The video shows a man pulling over in a car as he says "find me somebody to kill, gonna kill this guy right here. He's an old dude".
He gets out and asks the man: "Do me a favour: can you say Joy Lane?"
"Joy Lane?" he asks.
"Yeah," says the killer. "She's the reason this is about to happen to you." He then asks him how old he is.
The man goes silent for a few seconds, before saying " Look, I don't know anybody by that name" - as he tries to shield himself with a bag.
A gunshot is heard and the camera pans over the pavement to show the man lifeless on the ground with a head wound.
"That mother****** there because of you, Joy," says the killer - who then gets back in his car.
Police have named the victim as Robert Godwin Sr, 74.

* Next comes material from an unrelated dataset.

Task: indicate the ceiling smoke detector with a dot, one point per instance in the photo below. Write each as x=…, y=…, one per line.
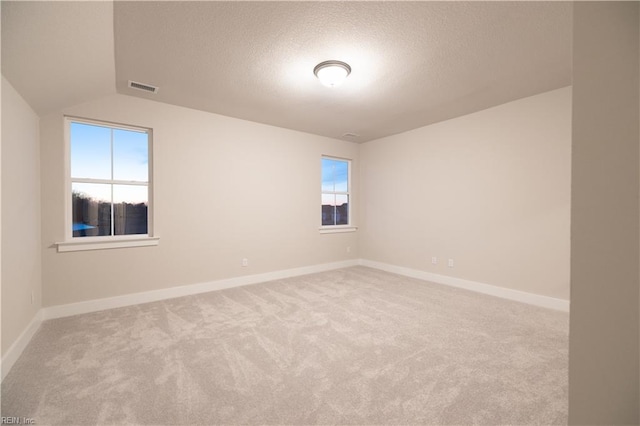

The victim's son, Robert Godwin Jr, told Cleveland.com that he father was probably collecting cans when he was killed.
"I haven't watched the video. I haven't even looked at my cellphone or the news," he said. "I don't really want to see it."
The public is being warned not to approach Steve Stephens - who officials say works for a behavioral health agency that supports families and children.
He is described as a black male, 6ft 1ins and 244lbs with a full beard. He is believed to be driving a white Ford Fusion.
Stephens claimed in Facebook posts to have killed at least 14 people, but police said they had not yet found any more victims.
In a news conference, they appealed to him not to hurt anyone else, and to turn himself in.
"There's no need for any further bloodshed," they said.
Police believe he may have left Ohio and warned residents of the surrounding states of Pennsylvania, New York, Indiana and Michigan to be on the lookout.
The video of the killing was up for about three hours before it was removed.
Police initially said Stephens had live streamed the killing on the social network, but Facebook later confirmed the clip had been uploaded.
The company called it a "horrific crime" and said that it worked hard to "keep a safe environment" on the site.
Facebook's live streaming service is being used increasingly to document incidents of crime, particularly in the US.
Last month, police in Chicago began investigating an alleged sexual assault broadcast on Facebook Live, in which it's believed up to 40 people watched the incident.
The video came to light after the girl's mother approached Chicago Police Superintendent Eddie Johnson on Monday. She told him her daughter had been missing for 24 hours, a police spokesman said.
In January, a judge refused to to bail four people accused of beating a man with learning difficulties and broadcasting the attack on Facebook Live.
The footage showed a woman laughing and smoking as others used a knife to tear the victim's clothes and cut his hair until his scalp bled.
He was bound, gagged, beaten and stabbed with a knife before the group shouted obscenities about President-elect Donald Trump and "white people".
During the attack, one of the accused - Jordan Hill - contacted the victim's mother and demanded $300 in exchange for her son, according to prosecutors.